Bloomberg Opinion — O presidente do Federal Reserve, Jerome Powell, insiste que o mercado de trabalho apertado nos Estados Unidos não é o principal culpado pela alta inflação atual; em vez disso, ele aponta outros fatores como os preços das commodities, os problemas da cadeia de abastecimento e a guerra na Ucrânia. Em vez de ser uma fraqueza, ele afirma que a demanda por trabalhadores escassos é um sinal de que a recessão ainda não chegou. Por mais correto que ele possa estar em ambas as afirmações, a persistente escassez de trabalhadores pode ser um problema muito grande no longo prazo.
Durante dois anos antes da pandemia – e nos últimos 11 meses –, as vagas de emprego excederam o número de pessoas procurando trabalho. Tem sido um fenômeno não visto em dados desde o ano 2000. No curto prazo, isso pode ser saudável, proporcionando um impulso raro e muito necessário nos salários e persuadindo pessoas, como os desempregados, a voltar ao mercado de trabalho. Ao aumentar a oferta de trabalhadores, a demanda em excesso acaba.
Contudo, desta vez, a parte saudável não está acontecendo. Os salários estão subindo, mas não há pessoas suficientes voltando para a força de trabalho. Em junho, a taxa de participação da força de trabalho adulta era de cerca de 62%, ante 67% em 2000 e equivalente ao nível de meados da década de 1970. Isso faz com que nos perguntemos se os Estados Unidos estão passando por uma escassez de trabalhadores a longo prazo, o que, se for verdade, poderia minar o potencial produtivo do país.
Os EUA se orgulham de sua ética de trabalho, um zelo cultural refletido em políticas sociais como a exigência de um emprego para receber vale-alimentação do governo e bônus fiscais para mães solteiras empregadas. No ano passado, o Congresso americano encerrou a expansão do crédito fiscal por filho – que tirou cerca de 3,7 milhões de crianças da pobreza – com a preocupação de que isso poderia levar uma pequena fração dos pais a trabalhar menos. Então, por que não há mais pessoas trabalhando?
A demografia é um obstáculo fundamental: os baby boomers estão envelhecendo e deixando a força de trabalho, o que deve ocorrer até 2029, quando os últimos fizerem 65 anos. Uma composição geracional desequilibrada da força de trabalho está além da influência política; mesmo que alguns baby boomers posterguem sua aposentadoria, isso não vai impedir os problemas gerais.
Mas a força de trabalho também tem problemas com a própria fraqueza estrutural.

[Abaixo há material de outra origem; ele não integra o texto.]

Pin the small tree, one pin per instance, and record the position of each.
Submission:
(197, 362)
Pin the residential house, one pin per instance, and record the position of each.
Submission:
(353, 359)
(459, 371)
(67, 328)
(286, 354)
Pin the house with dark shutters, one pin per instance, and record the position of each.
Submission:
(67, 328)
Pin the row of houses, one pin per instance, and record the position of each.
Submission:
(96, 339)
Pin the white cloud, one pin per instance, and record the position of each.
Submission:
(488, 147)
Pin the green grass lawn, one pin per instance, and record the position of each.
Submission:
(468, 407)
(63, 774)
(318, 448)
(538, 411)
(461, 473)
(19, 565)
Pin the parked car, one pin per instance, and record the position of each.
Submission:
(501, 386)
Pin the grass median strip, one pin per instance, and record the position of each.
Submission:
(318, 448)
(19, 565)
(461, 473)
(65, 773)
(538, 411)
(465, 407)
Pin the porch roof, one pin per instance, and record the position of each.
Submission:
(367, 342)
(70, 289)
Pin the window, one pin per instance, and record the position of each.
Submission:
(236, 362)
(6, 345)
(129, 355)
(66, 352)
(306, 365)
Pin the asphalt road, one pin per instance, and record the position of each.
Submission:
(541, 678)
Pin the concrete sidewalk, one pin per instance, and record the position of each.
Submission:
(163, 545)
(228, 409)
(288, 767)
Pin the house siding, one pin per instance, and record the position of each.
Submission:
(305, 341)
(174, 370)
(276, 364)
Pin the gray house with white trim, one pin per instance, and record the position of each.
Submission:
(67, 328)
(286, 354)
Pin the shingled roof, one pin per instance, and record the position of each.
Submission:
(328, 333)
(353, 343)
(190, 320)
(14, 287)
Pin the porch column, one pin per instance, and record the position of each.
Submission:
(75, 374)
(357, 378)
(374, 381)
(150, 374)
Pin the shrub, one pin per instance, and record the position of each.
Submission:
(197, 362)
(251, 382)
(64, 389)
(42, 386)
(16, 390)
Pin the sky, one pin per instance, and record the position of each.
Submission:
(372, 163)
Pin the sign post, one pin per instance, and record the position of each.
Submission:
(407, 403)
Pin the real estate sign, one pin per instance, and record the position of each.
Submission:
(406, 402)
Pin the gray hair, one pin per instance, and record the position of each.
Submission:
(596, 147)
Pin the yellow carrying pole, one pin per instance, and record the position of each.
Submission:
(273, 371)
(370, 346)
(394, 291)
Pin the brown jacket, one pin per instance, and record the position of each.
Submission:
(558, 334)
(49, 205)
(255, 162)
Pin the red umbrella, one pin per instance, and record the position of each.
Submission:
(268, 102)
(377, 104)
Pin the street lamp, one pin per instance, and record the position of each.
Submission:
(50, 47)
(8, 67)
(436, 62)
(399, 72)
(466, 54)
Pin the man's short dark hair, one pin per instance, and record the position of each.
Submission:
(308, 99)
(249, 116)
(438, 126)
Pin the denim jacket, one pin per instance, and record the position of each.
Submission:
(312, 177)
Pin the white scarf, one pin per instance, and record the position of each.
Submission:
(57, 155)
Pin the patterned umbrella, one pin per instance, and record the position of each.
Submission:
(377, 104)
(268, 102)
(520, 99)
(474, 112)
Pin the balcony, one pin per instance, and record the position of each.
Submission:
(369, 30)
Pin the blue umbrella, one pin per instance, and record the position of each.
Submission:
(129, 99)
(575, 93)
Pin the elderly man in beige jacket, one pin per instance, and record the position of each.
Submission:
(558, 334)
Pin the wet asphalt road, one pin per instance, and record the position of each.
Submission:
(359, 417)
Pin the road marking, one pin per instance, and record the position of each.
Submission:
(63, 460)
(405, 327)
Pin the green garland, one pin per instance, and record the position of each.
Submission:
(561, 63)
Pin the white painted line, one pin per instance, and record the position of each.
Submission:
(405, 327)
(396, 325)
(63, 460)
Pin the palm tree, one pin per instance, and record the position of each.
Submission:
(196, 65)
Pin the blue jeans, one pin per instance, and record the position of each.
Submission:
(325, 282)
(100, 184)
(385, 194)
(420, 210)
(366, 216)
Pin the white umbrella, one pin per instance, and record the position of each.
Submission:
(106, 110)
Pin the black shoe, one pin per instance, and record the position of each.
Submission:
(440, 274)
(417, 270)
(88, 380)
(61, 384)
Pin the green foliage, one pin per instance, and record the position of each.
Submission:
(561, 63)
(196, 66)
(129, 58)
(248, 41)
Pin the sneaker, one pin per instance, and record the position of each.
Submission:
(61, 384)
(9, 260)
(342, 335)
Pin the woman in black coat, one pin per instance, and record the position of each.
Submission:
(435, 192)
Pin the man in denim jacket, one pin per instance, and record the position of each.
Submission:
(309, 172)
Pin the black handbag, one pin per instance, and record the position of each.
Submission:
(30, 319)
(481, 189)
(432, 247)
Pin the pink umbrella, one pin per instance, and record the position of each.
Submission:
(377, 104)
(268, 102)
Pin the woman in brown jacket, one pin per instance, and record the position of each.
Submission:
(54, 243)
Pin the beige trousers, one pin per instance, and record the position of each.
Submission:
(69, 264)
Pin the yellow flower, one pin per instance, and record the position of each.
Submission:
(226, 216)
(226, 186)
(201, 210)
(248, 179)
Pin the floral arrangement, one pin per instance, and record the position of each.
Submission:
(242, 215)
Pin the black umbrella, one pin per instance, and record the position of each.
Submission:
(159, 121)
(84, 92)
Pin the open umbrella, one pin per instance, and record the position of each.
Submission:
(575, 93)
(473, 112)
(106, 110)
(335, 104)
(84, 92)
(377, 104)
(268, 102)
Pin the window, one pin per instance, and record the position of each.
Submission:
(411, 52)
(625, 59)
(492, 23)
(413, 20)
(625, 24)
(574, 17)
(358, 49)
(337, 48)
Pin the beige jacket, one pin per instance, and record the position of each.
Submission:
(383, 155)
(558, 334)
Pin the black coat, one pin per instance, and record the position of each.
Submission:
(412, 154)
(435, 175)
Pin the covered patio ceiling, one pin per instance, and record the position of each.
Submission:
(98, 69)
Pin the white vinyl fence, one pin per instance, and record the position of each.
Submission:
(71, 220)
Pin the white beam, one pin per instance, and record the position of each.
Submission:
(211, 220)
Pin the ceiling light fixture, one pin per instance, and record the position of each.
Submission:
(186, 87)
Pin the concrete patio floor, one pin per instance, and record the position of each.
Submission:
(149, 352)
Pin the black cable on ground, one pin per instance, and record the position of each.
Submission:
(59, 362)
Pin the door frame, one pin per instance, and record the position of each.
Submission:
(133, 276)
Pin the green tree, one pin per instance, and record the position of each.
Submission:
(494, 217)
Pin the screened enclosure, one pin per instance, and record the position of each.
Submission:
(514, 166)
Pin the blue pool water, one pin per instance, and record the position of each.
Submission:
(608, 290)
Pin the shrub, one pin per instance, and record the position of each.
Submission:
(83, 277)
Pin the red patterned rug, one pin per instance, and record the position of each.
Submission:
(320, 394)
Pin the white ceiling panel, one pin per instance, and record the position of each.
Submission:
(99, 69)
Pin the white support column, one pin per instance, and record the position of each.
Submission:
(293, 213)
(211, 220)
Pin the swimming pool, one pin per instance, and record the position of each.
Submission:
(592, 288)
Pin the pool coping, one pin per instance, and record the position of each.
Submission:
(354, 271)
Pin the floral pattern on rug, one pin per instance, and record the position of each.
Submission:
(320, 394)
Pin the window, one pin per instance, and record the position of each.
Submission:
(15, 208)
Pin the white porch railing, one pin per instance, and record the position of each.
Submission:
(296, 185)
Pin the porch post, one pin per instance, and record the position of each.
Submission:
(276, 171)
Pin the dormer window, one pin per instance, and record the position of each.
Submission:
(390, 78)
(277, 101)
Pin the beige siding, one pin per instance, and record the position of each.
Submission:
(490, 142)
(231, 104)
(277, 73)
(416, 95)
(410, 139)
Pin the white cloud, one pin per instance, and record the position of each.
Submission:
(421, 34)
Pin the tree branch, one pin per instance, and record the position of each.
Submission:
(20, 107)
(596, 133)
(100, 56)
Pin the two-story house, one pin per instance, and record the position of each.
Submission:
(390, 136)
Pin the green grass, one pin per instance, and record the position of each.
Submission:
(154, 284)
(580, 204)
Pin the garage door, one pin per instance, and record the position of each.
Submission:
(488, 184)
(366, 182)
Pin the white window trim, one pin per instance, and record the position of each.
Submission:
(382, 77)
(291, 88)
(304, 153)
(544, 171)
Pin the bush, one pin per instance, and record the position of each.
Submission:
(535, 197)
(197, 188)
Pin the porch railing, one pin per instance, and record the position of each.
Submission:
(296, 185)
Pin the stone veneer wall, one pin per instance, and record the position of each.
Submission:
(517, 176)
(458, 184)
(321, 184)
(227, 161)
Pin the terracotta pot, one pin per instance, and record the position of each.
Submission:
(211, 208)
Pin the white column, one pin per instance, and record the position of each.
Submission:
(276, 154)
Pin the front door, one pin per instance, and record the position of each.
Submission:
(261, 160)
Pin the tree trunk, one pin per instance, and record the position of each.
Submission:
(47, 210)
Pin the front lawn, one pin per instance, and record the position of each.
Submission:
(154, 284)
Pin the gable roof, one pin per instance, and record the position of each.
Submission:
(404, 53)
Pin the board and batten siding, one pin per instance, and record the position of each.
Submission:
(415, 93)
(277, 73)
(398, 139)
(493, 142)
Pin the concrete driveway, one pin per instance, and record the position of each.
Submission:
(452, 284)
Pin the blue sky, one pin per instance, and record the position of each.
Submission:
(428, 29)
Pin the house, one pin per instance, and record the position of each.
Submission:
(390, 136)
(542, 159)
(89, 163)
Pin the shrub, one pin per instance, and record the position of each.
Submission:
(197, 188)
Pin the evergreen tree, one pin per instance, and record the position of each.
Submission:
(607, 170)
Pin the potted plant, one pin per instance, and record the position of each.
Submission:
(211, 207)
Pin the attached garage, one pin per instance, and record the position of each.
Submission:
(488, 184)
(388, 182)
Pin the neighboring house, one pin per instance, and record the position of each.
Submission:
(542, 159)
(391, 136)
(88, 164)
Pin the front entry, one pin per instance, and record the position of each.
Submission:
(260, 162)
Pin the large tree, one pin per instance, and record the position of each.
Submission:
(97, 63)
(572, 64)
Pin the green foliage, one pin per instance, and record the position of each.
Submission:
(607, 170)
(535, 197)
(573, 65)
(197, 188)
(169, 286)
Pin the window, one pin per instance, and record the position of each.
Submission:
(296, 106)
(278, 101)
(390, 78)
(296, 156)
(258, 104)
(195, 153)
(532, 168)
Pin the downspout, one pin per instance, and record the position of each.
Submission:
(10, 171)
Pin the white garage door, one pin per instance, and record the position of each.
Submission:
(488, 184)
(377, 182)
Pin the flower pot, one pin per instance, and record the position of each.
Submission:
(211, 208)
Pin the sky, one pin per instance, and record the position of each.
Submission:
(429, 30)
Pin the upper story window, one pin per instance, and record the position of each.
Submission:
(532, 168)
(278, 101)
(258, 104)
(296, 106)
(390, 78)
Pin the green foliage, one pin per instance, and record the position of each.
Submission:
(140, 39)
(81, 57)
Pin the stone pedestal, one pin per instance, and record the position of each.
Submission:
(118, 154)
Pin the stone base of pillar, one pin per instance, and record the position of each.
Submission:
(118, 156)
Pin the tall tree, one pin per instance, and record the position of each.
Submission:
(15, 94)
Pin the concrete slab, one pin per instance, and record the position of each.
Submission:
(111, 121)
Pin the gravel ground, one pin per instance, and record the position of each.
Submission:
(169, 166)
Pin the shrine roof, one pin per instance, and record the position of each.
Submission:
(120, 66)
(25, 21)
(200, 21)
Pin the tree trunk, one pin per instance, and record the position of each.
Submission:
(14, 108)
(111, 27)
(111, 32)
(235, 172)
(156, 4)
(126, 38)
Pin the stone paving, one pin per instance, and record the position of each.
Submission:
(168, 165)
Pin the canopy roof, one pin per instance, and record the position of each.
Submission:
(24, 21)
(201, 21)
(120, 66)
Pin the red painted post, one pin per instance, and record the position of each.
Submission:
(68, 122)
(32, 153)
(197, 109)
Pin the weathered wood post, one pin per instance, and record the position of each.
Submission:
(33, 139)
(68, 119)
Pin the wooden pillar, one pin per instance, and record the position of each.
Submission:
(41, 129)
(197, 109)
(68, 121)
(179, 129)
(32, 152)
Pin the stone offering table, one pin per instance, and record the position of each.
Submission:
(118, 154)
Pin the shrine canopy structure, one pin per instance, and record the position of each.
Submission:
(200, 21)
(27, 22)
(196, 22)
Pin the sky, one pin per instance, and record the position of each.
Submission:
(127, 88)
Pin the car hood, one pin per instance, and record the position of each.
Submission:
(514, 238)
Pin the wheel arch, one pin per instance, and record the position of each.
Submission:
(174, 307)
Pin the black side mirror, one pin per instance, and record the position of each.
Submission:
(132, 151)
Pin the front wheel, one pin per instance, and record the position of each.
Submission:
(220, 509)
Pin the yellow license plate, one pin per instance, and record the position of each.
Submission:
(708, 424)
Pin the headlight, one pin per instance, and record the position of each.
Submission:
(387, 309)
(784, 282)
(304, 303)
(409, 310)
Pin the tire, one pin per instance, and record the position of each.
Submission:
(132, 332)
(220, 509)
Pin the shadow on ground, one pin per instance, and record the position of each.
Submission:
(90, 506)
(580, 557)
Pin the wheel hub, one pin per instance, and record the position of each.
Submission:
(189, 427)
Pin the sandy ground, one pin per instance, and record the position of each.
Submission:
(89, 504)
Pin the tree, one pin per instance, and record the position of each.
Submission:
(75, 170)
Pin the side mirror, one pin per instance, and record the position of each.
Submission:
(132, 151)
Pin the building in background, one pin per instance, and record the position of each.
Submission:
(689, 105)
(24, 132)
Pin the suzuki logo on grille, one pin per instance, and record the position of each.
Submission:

Muitas pessoas enfrentam barreiras para o emprego que não conseguem remover sozinhas.
As mulheres, por exemplo, poderiam participar mais se os EUA adotassem políticas – como licença remunerada, assistência infantil gratuita e o direito ao trabalho em meio período – que a maioria dos países industrializados adota há 25 anos.
Negros também enfrentam obstáculos bem documentados, como a discriminação durante a contratação, castigos desproporcionais na escola e encarceramento desproporcional. Pessoas com deficiência normalmente precisam de acomodações razoáveis que os empregadores são legalmente obrigados a oferecer.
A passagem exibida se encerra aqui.